Whoa! This is an extremely interesting result!
In my tests duplicacy was much faster, so that I did not include the rclone results in the post. (But only tested on 4 threads, and egress from Amazon is quite expensive, I’ve already spent $20 :)).
It would be interesting to understand what does duplicacy do differently than the rclone.
And to confirm, you have created native storj remote in recline, not S3, correct?
I’m wondering when you specified 20 transfers with rclone and you only have 10 files it started downloaded each file in two threads - from the beginning and from the middle — or did it simply use 10 threads.
Either way, this is a massive improvement.
But I think we are very close. It is possible that the rclone is using newer version of uplink (storj api library) that has a bunch of optimizations while duplicacy is using an older and slower one.
Actually, rclone can be used to serve any remote as few others remotes, rclone serve
You could technically use rclone to serve STORJ via its native remove over SFTP and have duplicacy connect to local rclone instance via SFTP. I’m not saying that this is what you should do permanently, just pointing out a possibility.

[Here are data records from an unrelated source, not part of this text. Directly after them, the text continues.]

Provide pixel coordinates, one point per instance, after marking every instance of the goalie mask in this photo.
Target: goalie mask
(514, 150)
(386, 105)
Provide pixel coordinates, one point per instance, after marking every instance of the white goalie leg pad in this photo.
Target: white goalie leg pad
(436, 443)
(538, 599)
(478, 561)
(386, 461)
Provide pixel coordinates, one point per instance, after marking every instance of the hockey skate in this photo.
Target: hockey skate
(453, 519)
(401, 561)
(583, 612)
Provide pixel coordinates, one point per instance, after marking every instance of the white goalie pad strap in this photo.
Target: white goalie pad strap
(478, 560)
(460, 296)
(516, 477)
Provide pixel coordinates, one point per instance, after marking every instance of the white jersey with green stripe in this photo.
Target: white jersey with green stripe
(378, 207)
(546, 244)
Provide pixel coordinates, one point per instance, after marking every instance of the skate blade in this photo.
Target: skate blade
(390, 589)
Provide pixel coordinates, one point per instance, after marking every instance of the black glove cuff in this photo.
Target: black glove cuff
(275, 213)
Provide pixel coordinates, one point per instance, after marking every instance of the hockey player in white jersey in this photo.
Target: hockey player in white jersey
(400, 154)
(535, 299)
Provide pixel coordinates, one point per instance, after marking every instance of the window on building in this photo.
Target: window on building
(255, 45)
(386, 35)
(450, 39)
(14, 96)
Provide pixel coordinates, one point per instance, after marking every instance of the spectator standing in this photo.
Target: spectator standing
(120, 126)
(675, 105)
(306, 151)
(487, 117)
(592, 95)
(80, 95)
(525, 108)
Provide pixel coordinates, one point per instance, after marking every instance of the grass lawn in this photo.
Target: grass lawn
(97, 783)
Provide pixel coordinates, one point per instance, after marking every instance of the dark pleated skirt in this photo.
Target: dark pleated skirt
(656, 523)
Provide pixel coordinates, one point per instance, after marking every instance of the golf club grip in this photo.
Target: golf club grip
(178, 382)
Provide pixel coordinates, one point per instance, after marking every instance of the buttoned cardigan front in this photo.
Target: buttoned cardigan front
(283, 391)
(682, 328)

Actually it would be a good experiment. If duplicacy → rclone serve → storj is fast but duplicacy → storj is slow ==> it’s definitely old storj library in duplicacy.
It’s hard to imagine anything else. Ultimately, both apps just fetch files from the interwebs.
Alternatively, i can try updating the storj dependency in duplicacy source and building a binary for windows for you, but you should not trust binaries from random people on the internet, so maybe it’s a non-starter.